Now, that oversight may have been deliberate (or at least subconsciously skipped) because those roles likely weren’t in this recruiter’s purview. But looking back, I would have been considerably better suited for them vs the one I ended up initially taking.

I’m not complaining about how things played out, but I still have to wonder how differently my Amazon experience might have gone if I’d not made the blunder of burying a critical question, namely ensuring I was aligned to the best job for my skills. Yes, I was unemployed at the time and trying to move fast, but that’s no excuse.

Whether this anecdote means serial communication is better I’ll leave as an exercise for you, dear reader.

Discount Double Check

Discount Double Check

Today’s cautionary reminder to know your audience is something of a sequel to Left Hand, Meet Right Hand. It involves a cold email from a recruiter I got two days ago. Which isn’t a rare occurrence by any means, but what was out of the ordinary was that 1) it was from my former employer, despite there being absolutely no indication the sender realized I was a recent ex-Amazonian, and 2) the jobs being offered were at or below the level I’d been hired at back in 2019, a full five years ago. Needless to say, I’m not interested (and I’m not just saying that because my current boss sometimes reads this blog).
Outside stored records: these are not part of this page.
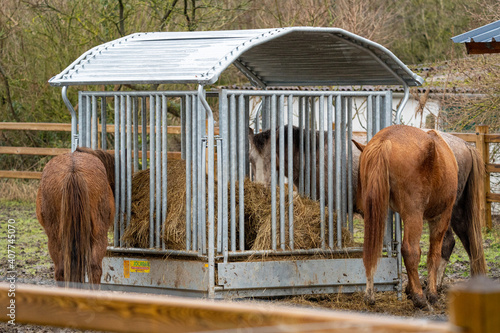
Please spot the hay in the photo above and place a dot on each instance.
(258, 215)
(174, 227)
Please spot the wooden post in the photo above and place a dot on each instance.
(483, 147)
(474, 305)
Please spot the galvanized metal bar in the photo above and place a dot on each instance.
(257, 120)
(156, 252)
(211, 199)
(152, 169)
(331, 176)
(81, 120)
(397, 228)
(157, 136)
(344, 163)
(220, 181)
(88, 120)
(144, 122)
(281, 153)
(123, 162)
(350, 189)
(135, 113)
(321, 166)
(203, 200)
(402, 105)
(224, 130)
(388, 109)
(188, 118)
(93, 139)
(128, 178)
(305, 93)
(338, 167)
(290, 172)
(246, 134)
(74, 119)
(104, 133)
(200, 132)
(314, 161)
(301, 144)
(232, 161)
(376, 119)
(118, 231)
(241, 169)
(183, 126)
(296, 252)
(164, 165)
(273, 170)
(194, 176)
(307, 125)
(369, 117)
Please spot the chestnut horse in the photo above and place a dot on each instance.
(415, 173)
(465, 217)
(75, 206)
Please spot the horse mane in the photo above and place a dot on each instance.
(107, 160)
(260, 140)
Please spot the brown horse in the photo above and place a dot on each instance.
(415, 173)
(465, 217)
(75, 206)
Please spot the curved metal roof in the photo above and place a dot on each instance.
(485, 39)
(484, 34)
(269, 57)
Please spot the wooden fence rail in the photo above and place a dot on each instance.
(481, 139)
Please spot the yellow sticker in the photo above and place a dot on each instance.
(139, 266)
(126, 269)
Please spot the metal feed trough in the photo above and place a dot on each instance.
(215, 262)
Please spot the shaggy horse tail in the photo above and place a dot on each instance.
(472, 199)
(374, 171)
(75, 228)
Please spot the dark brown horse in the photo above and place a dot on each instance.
(260, 153)
(75, 206)
(415, 173)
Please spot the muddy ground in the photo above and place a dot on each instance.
(34, 266)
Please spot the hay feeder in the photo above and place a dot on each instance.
(210, 250)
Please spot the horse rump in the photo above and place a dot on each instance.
(75, 229)
(471, 237)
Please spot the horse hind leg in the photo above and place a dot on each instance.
(411, 254)
(446, 251)
(437, 230)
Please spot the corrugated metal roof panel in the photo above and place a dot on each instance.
(484, 34)
(285, 56)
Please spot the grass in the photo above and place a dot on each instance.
(32, 259)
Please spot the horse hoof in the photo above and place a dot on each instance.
(432, 298)
(419, 302)
(369, 300)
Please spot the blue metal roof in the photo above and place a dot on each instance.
(268, 57)
(485, 34)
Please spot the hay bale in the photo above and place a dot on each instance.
(174, 227)
(258, 214)
(306, 219)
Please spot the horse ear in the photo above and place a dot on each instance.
(360, 146)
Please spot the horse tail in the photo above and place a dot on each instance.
(472, 200)
(374, 167)
(75, 228)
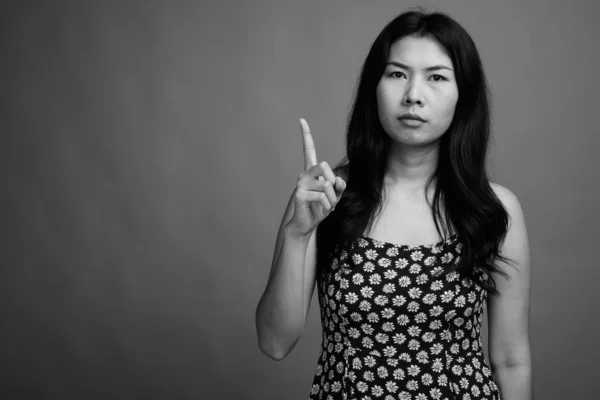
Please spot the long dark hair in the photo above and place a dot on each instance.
(463, 200)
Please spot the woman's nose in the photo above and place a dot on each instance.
(413, 94)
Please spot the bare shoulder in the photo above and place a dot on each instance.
(516, 245)
(509, 200)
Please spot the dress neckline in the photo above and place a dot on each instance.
(449, 240)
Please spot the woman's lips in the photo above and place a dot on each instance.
(411, 122)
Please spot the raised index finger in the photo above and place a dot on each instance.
(310, 154)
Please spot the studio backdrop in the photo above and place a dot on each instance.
(149, 149)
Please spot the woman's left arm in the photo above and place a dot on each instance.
(508, 313)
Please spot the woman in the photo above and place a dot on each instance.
(411, 249)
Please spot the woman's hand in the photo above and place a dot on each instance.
(318, 189)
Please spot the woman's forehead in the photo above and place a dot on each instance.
(419, 52)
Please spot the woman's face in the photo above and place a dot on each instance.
(418, 79)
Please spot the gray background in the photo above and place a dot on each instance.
(148, 151)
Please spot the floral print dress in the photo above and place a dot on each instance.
(393, 331)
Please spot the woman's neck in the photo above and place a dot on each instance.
(408, 169)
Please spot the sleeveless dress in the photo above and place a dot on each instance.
(393, 331)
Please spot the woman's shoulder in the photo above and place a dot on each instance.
(508, 199)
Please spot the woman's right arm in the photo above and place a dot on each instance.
(282, 309)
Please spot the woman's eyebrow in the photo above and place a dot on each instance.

Look, I recognize that this email was probably auto-generated from a LinkedIn search, but it’s a recruiter’s entire job to not only find, but adequately entice, qualified candidates. The poor person was hoist on their own petard with the boilerplate about “raising the bar” and “becoming an industry leader.” Failing to do even a modicum of homework is not frugal nor customer obsessed.

It’s not like it would be that hard. Even if the automation was solely LinkedIn based, my entire work history is right there and it’s pretty obvious I haven’t been a mid-level software engineer in ten years. But an Amazon employee could easily do even better, given that there’s robust internal tooling for querying data on current and past employees. I should know, because I wrote some of it. In fact, from memory I bet I could write a Python script that could cross check a list of potential job candidates against Amazon’s employee lists.
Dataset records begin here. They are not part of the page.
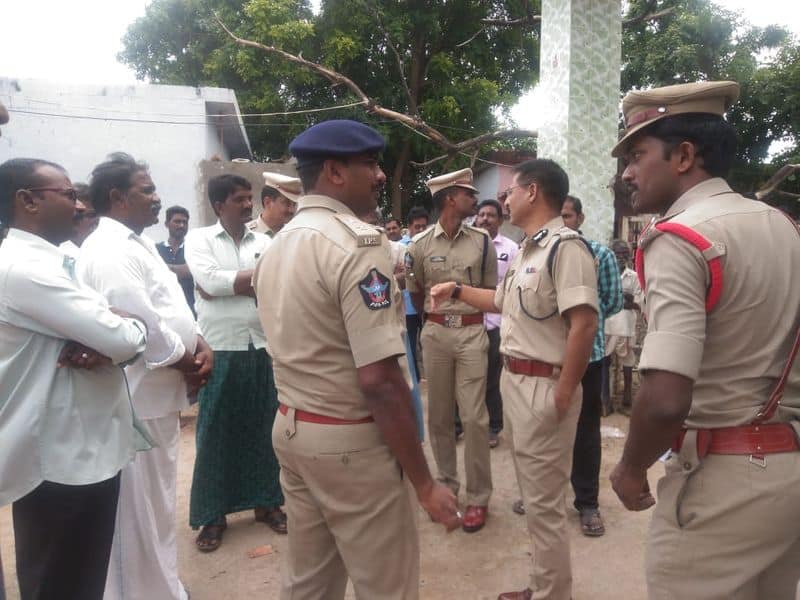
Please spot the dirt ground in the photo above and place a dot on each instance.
(456, 565)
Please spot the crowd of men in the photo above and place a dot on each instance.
(303, 358)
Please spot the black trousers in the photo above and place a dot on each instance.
(413, 325)
(586, 453)
(63, 540)
(494, 402)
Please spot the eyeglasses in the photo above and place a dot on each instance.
(505, 193)
(70, 193)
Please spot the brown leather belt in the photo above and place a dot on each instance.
(756, 440)
(455, 320)
(525, 366)
(302, 415)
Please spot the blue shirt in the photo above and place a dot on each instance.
(609, 294)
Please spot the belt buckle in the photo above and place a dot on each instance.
(452, 320)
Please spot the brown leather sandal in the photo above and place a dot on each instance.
(592, 523)
(210, 537)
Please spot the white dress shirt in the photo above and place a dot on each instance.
(65, 425)
(127, 269)
(228, 321)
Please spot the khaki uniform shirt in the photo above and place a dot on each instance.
(532, 302)
(329, 304)
(259, 226)
(735, 353)
(433, 258)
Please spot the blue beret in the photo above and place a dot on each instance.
(338, 137)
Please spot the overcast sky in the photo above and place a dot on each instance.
(77, 41)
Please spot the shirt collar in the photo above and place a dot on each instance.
(217, 229)
(703, 190)
(320, 201)
(112, 227)
(438, 230)
(33, 241)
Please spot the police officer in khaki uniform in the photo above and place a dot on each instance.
(722, 322)
(454, 337)
(345, 432)
(548, 301)
(279, 202)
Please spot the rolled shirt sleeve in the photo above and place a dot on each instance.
(121, 280)
(371, 306)
(675, 297)
(76, 313)
(575, 277)
(205, 267)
Thanks for the chuckle, my recruiter friend. But do better. Open up your browser, go to https://<redacted_wiki_domain>.com/view/Jud_Neer and you’ll find all the resources and documentation you need to avoid this error in the future.

Run It Back

Run It Back

I’m a creature of habit with a particular love of regular daily routines. Thus starting back to work after holiday is one of my favorite times of year. 2024 is shaping up to be a season of change, though not until summertime, so for a few months at least I’m looking forward to normalcy.

I’m also not superstitious, so I don’t mind saying the above despite things turning out quite differently the last time I posted a similar sentiment.